Le 8 mars, naturellement …

Le 8 mars, naturellement …

Pour une partie de l’opinion, l’égalité femmes / hommes et les droits des premières nommées constituent une marche en avant inexorable, même si on pourrait espérer que celle-ci presse quelque peu son allure…

Des travaux du Haut Conseil à l’Egalité tempèrent largement cet optimisme.
Tout d’abord, il demeure un sexisme « qui remonte à loin », plaquant des rôles bien définis à chacun-e : la femme aux fourneaux, l’homme aux affaires (notamment financières). Les chiffres montrent que cette vieille antienne a la vie malheureusement plus dure qu’il n’ y paraît.
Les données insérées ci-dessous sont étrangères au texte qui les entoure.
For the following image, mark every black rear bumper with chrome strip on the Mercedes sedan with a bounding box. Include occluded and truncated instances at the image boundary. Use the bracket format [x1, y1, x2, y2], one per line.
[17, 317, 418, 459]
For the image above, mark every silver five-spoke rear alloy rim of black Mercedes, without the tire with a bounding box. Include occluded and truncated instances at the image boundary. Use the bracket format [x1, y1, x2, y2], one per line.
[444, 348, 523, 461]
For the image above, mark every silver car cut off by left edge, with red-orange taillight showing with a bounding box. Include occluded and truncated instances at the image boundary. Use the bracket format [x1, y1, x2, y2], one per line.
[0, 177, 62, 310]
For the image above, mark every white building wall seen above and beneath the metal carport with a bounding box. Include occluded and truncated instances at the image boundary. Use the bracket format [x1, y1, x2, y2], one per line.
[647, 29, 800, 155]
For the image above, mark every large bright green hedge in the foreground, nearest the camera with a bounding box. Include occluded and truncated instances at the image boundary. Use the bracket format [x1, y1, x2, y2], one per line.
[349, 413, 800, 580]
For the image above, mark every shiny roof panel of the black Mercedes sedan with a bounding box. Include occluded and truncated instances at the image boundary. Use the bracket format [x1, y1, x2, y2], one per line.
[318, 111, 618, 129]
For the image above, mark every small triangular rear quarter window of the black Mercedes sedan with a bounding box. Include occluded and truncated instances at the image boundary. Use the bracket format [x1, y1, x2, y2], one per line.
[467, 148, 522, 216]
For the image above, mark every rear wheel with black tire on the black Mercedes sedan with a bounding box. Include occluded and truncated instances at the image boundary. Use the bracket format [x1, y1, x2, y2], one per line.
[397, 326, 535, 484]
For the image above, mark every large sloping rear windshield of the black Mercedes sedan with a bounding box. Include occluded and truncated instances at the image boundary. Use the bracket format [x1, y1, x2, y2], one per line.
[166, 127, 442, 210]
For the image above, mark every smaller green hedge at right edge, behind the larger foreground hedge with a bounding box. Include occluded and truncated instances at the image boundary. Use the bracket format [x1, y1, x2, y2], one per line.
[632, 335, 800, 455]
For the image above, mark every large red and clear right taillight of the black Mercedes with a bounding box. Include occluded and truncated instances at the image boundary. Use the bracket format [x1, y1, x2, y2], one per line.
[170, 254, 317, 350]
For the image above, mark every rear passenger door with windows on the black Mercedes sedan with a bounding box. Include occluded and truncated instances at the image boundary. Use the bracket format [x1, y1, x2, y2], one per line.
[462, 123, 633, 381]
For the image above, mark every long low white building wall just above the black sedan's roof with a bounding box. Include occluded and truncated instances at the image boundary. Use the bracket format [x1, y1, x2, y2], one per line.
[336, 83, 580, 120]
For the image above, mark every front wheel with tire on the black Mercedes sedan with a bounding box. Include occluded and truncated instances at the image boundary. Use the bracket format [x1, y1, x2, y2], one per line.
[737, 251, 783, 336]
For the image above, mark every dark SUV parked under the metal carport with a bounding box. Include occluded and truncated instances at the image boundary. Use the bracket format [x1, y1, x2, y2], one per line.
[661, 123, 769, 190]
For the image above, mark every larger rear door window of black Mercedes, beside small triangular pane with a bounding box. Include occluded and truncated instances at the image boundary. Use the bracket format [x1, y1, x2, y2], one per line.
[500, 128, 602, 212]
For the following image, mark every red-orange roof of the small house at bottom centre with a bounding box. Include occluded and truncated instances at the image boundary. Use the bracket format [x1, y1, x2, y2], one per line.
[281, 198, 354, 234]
Mais on relève aussi un sexisme agressif, surfant sur la « modernité », terme impropre ici, car on est plutôt dans le vieil immondice répugnant… Le caractère moderne est simplement dû au vecteur employé, à savoir notamment les réseaux « sociaux ». On y trouve une forme de grand lâcher-prise, avec postures dévalorisantes, voire menaçantes, quand elles ne vont pas jusqu’à flirter avec les frontières de la haine aussi brute qu’imbécile. Dans son étude, le Haut Conseil situe ce sexisme de défiance à 17 % de la population. C’est tout sauf anodin. Autre chiffre marquant : 4 hommes sur 10 estiment que le féminisme menace la place des hommes dans la société. Vaguement alarmant… ou carrément flippant ! Cette tendance à bas bruit s’exprime peut-être plus ouvertement dans un contexte global « propice », avec des sorties rétrogrades et réactionnaires plus décomplexées. Le tout peut aboutir à ce qu’une tendance cachée ose s’exprimer un peu plus en pleine lumière. C’est évidement très préoccupant et justifie encore plus de continuer à s’engager dans ce combat.
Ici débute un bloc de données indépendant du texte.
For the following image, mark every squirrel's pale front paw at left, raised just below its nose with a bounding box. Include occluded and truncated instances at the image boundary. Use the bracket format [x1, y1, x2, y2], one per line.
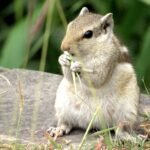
[58, 53, 71, 67]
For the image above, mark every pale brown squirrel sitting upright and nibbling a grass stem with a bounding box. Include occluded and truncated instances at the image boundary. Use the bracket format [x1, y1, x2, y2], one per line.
[47, 7, 140, 139]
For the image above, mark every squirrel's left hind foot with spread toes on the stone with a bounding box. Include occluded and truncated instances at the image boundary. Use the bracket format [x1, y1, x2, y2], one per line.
[47, 125, 71, 137]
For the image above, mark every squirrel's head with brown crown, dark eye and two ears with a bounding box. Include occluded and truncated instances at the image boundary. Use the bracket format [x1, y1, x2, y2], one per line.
[61, 7, 114, 55]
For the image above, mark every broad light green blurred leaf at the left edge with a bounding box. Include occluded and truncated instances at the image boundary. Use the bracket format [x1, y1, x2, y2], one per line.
[0, 20, 27, 68]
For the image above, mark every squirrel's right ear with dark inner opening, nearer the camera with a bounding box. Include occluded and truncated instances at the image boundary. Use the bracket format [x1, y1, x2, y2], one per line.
[101, 13, 114, 33]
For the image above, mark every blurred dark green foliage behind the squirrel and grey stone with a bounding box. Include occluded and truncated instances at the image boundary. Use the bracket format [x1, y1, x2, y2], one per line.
[0, 0, 150, 90]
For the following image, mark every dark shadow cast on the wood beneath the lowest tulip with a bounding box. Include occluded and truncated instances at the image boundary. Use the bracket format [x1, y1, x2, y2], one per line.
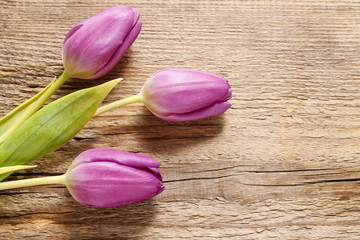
[54, 199, 157, 239]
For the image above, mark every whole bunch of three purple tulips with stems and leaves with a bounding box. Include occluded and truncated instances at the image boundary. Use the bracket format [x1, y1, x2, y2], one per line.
[0, 6, 232, 208]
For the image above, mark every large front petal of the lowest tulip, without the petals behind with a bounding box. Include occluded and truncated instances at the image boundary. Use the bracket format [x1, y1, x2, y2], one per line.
[65, 162, 164, 208]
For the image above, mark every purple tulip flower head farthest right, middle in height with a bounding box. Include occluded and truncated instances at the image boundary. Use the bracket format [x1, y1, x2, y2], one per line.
[140, 68, 232, 122]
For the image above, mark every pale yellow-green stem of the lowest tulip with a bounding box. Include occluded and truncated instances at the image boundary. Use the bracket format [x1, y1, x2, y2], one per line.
[0, 174, 65, 190]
Et les agentes dans tout cela ?

Dans la Fonction Publique d’État, l’écart salarial est encore de 12 %. Même si la FPE n’est pas la plus mauvaise élève de la classe, c’est évidemment quelque chose dont on ne peut se satisfaire, car cet écart est aussi injustifié qu’injustifiable en fait !
De même, on voit qu’au niveau des revenus les plus bas, on trouve majoritairement des femmes.
S’agissant des déroulements de carrière, on ne peut tomber dans la naïveté de conclure qu’il n’existe plus de plafonds de verre …
Et cette inégalité se reproduit malheureusement, s’agissant des pensions.

Quant au ministère de l’économie et des finances, on ne lui fera pas le reproche de ne pas essayer, de ne pas vouloir s’investir sur la question. Bien au contraire.
Mais, même si on est heureusement très loin de la thématique évoquée plus haut, il est manifeste qu’il reste encore pas mal de chemin à parcourir en matière d’égalité salariale et de perspectives en termes de carrière, et aussi d’état de santé, d’accidents du travail et de maladies professionnelles pour lesquels la prévalence de la part des femmes n’est ni justifiable, ni excusable.

C’est pour tout cela que le 8 mars est une date importante. Le tout serait peut-être d’arriver à ce que toutes les autres dates de l’année soient des 8 mars en puissance.